- A variety of tools have been designed, fabricated and tested for use in remote inspection and handling of spent (used) nuclear fuel which is stored underwater in pools at nuclear stations.
- Tools suitable for grasping, prying and surface cleaning operations which are performed at the bottom of the fuel inspection pools have been adapted for use with a universal tool handle which is manually actuated from above the pool. Tools are fabricated from passivated stainless steel to minimize corrosion.
- A “Light Pipe” camera system has been developed to provide fuel inspectors with high resolution video for performing underwater inspections and other operations as a replacement for expensive periscopes.
- Resolution and colour standards can be provided for underwater cameras and periscopes, and identification clips for disassembled fuel elements.
- A “Chopper Tool” system has been developed for removing irradiated In-Core (neutron) Flux Detectors (ICFD) from a CANDU reactor. The chopper tool is a small, modular assembly for installation in cramped work spaces and works with both horizontal and vertical IFCD assemblies.

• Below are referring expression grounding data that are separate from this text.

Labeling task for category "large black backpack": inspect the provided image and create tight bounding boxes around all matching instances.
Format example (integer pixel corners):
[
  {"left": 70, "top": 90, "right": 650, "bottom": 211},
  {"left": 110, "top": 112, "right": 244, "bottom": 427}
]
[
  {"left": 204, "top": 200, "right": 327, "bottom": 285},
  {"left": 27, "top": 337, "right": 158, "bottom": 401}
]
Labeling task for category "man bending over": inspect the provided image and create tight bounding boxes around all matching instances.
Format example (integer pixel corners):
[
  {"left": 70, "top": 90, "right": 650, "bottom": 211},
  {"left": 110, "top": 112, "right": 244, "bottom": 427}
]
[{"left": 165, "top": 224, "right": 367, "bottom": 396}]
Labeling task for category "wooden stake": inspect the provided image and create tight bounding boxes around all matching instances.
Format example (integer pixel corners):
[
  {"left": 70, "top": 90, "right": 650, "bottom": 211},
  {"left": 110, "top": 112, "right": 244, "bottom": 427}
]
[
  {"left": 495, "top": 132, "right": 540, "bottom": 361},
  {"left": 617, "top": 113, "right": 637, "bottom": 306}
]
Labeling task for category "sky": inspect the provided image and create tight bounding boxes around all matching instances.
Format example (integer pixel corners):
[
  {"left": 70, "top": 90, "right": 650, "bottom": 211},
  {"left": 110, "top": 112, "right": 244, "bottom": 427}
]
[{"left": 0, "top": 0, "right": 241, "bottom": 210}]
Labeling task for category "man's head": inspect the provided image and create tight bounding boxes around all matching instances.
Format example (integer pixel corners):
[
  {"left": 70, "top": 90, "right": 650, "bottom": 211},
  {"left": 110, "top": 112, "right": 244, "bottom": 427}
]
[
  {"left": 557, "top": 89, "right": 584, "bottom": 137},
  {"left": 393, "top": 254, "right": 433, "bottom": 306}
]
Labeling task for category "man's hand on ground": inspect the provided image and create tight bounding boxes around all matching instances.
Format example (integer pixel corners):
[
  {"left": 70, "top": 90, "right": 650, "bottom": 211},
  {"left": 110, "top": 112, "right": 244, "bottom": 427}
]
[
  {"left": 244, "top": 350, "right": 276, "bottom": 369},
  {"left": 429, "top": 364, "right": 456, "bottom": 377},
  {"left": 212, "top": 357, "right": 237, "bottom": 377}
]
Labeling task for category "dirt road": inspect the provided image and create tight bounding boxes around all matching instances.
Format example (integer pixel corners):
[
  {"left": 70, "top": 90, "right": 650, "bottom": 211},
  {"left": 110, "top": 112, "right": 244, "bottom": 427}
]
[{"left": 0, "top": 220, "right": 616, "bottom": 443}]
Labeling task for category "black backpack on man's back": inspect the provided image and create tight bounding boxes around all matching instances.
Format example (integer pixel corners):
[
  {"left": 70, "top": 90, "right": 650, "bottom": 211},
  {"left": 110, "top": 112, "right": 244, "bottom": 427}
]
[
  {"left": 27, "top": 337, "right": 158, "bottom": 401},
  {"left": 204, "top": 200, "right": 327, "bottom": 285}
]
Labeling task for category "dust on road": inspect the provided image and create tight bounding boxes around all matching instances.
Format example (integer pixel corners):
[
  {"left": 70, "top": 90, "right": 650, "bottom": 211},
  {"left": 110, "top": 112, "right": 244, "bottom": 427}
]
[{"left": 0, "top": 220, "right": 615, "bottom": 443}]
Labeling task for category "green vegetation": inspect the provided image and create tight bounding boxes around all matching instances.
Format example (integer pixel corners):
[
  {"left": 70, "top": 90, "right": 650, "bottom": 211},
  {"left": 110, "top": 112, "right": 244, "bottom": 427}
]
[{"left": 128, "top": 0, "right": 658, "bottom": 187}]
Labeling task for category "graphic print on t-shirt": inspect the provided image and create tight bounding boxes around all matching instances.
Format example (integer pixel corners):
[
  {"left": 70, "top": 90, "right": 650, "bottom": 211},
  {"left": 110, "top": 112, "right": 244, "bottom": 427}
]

It has a minimum number of moving parts to maximize reliability and is powered by compressed air. The device is remotely operated after the initial setup. Detectors are drawn from the wells and cut into ~1/8 inch particles that are transported to a nearby shielded canister. Up to 12 detectors can be stored in one canister. A shielded flask is provided for temporary storage of the filled canister.
- A large water tank which simulates the spent fuel bay in a nuclear reactor is used for testing prototypes of the inspection tools and for training fuel inspectors.